In 1912, a family had lived in a house near that old antique district—a man, his wife, and their little daughter. One stormy night the child vanished. The only thing left in her room was a porcelain doll with blue eyes.
The mother lost her mind. She claimed she could still hear the girl singing through the doll. The father burned the house down.

The article ended with a line that made my hands shake: “The doll was never recovered.”

I drove home under a sky bruised with thunder. When I entered the house, I heard voices whispering from the corridor.
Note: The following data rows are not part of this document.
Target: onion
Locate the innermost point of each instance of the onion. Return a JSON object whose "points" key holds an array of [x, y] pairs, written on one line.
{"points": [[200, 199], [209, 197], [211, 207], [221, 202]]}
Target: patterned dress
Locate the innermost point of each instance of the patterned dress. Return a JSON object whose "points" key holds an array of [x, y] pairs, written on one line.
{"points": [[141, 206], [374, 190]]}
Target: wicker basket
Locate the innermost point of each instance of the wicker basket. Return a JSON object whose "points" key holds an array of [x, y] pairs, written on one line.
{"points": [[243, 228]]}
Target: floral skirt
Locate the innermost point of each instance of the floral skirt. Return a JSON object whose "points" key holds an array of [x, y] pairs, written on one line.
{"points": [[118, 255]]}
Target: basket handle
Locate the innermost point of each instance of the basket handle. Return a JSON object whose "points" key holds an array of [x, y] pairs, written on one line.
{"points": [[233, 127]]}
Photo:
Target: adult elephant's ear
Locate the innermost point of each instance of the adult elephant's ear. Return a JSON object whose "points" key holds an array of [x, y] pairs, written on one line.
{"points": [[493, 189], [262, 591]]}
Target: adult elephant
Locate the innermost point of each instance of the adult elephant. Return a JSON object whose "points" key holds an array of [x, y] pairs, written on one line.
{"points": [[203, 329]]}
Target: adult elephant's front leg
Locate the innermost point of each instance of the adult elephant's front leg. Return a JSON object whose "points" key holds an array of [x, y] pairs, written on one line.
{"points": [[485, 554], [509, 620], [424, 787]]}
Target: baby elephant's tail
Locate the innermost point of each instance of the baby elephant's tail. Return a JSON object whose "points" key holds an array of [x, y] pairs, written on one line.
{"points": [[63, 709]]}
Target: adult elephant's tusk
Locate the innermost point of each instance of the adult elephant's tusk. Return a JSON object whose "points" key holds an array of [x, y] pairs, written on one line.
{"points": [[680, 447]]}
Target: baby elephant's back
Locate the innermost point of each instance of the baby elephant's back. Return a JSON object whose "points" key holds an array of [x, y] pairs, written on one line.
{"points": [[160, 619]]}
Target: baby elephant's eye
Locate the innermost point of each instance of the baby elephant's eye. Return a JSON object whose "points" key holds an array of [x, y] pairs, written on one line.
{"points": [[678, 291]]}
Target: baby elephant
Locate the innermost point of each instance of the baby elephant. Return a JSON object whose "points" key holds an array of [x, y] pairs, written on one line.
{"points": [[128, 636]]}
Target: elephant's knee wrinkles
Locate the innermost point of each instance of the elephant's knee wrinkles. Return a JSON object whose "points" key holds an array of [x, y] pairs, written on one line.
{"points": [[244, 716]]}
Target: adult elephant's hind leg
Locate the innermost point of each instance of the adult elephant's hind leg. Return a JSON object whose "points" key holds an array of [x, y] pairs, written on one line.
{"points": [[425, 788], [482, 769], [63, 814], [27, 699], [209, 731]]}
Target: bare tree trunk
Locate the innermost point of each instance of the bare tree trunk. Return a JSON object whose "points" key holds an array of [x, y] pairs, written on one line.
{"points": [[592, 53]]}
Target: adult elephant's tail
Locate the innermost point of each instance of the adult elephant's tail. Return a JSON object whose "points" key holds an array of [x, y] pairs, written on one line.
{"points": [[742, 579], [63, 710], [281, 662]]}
Ada and Ifeoma were sitting on the floor, holding hands, both whispering to the same invisible listener.

“A child wants to come in,” Ada murmured.
“She says she belongs here,” Ifeoma added.

When they saw me, their eyes were distant, unfocused, as if they were listening to something behind me rather than to me. I turned slowly. The doll was there, at my feet.

Its head tilted, and the faintest sound came from its open mouth—a sigh, or maybe a breath.

The electricity cut out. The house sank into blackness.
I lit a candle, and the flame bent sideways though there was no wind.
In that trembling light, the shadows on the wall shifted. One of them—smaller than the rest—moved on its own, the shape of a little girl holding out her hand.

“Daddy,” the voice whispered from the dark, “you brought me home.”

The candle went out.

I don’t know how long I stayed frozen. When the lights returned, Ada and Ifeoma were gone.
Only the doll remained on the floor where I’d been standing, its dress smeared with something that looked like ash.

I felt the house breathing around me—walls expanding, floors groaning—as though it had been waiting for me to be alone.